There is a looming issue relevant to equitable distribution that is unique to same-sex divorce. Specifically, North Carolina did not legally recognize same-sex marriage until 2014. Other states allowed, and legally recognized, same-sex marriages before 2014. When a same-sex couple married before 2014 in another state which allowed and recognized same-sex marriage at that time is now separating in North Carolina, a state that did not begin legally recognizing same-sex marriages until 2014, some may ask: What would be the date of marriage for purposes of identifying which assets and debts make up the marital estate for purposes of equitable distribution?¹

Let’s break down the basics. In North Carolina, “marital property” is defined as all real and personal property acquired by either spouse during the marriage until the date of separation. It is important to understand that, in North Carolina, the timeline for identifying the marital assets and debts to be divided starts from the date of marriage until the date of separation. The date of separation occurs when a couple moves into separate residences with one party having the intent to continue living separate and apart from one another permanently.

Once the assets and debts that comprise the marital estate are identified, the next step is to consult with an attorney, and possibly a valuation professional, to work toward assigning a value to each of the marital assets and debts. The values typically used are from the date of separation, not the date of marriage. After the values have been determined, you can work with your attorney and the opposing party, or his or her attorney, to determine the best way to divide the marital estate.

When a same-sex couple in North Carolina wants to get divorced, the timeline for identifying and valuating the marital estate comes into question.
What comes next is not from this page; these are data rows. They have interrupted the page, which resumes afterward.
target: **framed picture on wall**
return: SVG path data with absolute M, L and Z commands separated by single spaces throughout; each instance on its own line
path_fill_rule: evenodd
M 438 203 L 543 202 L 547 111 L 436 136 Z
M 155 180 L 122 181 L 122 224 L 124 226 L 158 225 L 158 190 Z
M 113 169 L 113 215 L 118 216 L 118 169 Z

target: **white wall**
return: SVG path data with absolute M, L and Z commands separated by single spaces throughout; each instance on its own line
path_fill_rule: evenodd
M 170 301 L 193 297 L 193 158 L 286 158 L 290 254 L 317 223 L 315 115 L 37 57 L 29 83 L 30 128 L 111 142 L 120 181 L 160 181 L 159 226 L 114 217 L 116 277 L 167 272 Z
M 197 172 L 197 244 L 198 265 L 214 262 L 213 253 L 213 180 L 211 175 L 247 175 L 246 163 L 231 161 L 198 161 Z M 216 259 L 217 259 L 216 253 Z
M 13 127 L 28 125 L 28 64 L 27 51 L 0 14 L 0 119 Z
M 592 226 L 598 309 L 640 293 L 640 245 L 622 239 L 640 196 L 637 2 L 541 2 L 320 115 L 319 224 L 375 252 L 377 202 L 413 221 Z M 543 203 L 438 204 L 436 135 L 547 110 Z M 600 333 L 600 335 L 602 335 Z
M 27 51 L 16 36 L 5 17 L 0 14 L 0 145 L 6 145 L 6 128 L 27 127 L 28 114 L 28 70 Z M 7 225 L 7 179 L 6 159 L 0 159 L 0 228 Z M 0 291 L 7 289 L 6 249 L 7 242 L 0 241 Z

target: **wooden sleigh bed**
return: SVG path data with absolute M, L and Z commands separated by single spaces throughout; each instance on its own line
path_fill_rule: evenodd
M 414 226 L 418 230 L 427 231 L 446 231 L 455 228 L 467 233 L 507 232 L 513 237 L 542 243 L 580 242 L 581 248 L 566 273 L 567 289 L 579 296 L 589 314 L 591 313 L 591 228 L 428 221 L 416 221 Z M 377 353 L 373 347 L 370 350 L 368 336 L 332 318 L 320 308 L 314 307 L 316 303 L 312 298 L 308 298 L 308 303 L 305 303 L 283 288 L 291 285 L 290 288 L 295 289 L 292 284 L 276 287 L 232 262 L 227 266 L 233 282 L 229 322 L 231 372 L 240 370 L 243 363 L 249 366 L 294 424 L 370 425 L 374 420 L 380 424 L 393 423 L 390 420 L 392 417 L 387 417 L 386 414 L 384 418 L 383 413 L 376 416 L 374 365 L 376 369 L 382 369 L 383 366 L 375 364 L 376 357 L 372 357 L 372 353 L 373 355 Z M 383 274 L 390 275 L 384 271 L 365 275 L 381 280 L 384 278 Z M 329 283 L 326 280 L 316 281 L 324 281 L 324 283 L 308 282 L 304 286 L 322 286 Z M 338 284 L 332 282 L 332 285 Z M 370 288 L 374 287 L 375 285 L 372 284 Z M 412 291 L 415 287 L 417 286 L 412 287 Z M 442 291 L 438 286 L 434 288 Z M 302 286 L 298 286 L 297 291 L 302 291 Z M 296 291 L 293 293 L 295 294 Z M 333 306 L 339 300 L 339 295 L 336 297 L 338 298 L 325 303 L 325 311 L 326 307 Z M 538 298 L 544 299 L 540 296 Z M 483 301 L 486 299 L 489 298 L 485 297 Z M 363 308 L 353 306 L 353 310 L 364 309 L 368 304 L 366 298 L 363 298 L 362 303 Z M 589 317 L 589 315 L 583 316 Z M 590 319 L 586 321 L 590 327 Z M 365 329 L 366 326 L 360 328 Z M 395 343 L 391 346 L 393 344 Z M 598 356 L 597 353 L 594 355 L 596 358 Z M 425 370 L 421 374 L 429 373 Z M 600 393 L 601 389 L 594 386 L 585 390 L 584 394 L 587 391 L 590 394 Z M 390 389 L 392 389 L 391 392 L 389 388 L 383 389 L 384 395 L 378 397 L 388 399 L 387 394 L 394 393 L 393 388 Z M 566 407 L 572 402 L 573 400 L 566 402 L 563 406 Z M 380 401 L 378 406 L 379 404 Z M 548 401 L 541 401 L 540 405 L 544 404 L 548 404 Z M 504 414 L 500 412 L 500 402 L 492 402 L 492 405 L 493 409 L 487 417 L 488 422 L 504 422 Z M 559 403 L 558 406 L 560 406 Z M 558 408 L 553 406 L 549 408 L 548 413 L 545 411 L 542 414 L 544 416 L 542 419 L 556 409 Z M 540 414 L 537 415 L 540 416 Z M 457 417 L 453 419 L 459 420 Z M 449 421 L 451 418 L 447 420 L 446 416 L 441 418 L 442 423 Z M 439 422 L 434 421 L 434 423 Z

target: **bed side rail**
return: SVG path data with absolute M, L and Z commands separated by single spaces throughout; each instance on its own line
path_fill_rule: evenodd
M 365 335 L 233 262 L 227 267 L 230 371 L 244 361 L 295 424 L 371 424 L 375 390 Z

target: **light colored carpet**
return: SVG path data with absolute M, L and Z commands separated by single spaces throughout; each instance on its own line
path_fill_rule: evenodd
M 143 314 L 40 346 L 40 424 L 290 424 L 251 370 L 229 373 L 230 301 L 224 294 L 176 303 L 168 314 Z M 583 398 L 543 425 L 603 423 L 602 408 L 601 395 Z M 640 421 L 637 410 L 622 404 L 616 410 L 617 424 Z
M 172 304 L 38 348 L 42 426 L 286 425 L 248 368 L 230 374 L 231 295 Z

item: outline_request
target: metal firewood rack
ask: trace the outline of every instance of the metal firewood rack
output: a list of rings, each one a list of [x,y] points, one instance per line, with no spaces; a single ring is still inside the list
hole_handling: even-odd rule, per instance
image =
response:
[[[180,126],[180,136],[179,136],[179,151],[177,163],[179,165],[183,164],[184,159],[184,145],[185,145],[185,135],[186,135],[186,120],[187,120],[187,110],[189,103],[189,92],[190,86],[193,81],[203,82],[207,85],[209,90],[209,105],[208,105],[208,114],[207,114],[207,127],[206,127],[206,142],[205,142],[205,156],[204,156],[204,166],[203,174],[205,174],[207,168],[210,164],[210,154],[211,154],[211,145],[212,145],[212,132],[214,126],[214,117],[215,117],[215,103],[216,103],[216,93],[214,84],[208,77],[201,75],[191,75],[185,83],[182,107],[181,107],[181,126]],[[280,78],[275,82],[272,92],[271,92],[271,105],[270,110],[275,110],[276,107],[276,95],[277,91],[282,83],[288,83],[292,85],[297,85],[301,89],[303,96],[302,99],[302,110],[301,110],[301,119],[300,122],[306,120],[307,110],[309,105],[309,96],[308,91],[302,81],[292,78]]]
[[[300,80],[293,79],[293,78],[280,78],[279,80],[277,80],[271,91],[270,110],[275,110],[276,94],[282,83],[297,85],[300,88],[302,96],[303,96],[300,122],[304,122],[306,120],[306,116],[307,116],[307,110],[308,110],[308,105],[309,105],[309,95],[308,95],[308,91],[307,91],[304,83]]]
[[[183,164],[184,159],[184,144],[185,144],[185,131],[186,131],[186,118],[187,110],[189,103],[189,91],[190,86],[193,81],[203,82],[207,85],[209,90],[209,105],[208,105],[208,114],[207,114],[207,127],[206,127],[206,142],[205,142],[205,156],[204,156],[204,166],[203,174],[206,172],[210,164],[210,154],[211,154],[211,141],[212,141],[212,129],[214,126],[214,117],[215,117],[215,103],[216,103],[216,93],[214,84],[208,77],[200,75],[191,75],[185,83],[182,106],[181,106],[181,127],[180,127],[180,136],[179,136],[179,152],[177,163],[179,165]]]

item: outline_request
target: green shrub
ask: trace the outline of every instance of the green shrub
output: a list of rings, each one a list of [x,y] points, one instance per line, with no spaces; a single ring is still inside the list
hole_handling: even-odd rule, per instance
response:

Consider the following scenario:

A same-sex couple is married in State A (a state that has allowed and legally recognized same-sex marriages since 2004) in 2007.

Spouse A purchased a boat with cash in full in 2009.

This same-sex couple has now separated in 2019 in North Carolina, and Spouse B has made a claim for equitable distribution.

If the same-sex couple’s date of marriage is recognized as the 2007 date, before Spouse A purchased the boat, then that boat would be considered marital property because it was acquired during the marriage and Spouse B would likely be entitled to (presumptively) 50 percent of its value.²

However, if the same sex couple’s date of marriage is recognized as the 2014 date when same-sex marriage was legally recognized in North Carolina, after Spouse A purchased the boat, then that boat may be considered separate property because it was acquired before the marriage, and Spouse B would not likely be entitled to any share of its value.

As you can see, this aspect of family law is evolving. Legal precedent will soon be forming. It is essential to hire a knowledgeable attorney with experience in advocating for same-sex clients and who has a thorough understanding of family law.

Family law attorney Zachary Porfiris practices with Sodoma Law, based in Charlotte, N.C. He has a background in legislative research from his time spent as a law clerk for the South Carolina Legislative Council.

¹Comparable to the United States Supreme Court Case, McKesson Corp. v. Division of Alcoholic Beverages and Tobacco, Dept. of Business Regulation of Florida, et al., in order for a North Carolina Court to provide same-sex couples “meaningful backward-looking relief,” the State of North Carolina could recognize same-sex marriages as lawful preceding to the date that the marriage was actually celebrated.

²According to the North Carolina Court of Appeals case, Armstrong v. Armstrong, laws affecting equitable distribution that change after the parties were initially married should be applied as they currently exist when the parties seek divorce and equitable distribution. Thus, North Carolina would arguably apply the earlier date of marriage for identifying marital property for purposes of equitable distribution since North Carolina currently recognizes out-of-state marriages as legally valid. In so following, Spouse B would arguably be entitled to 50 percent of the boat’s value.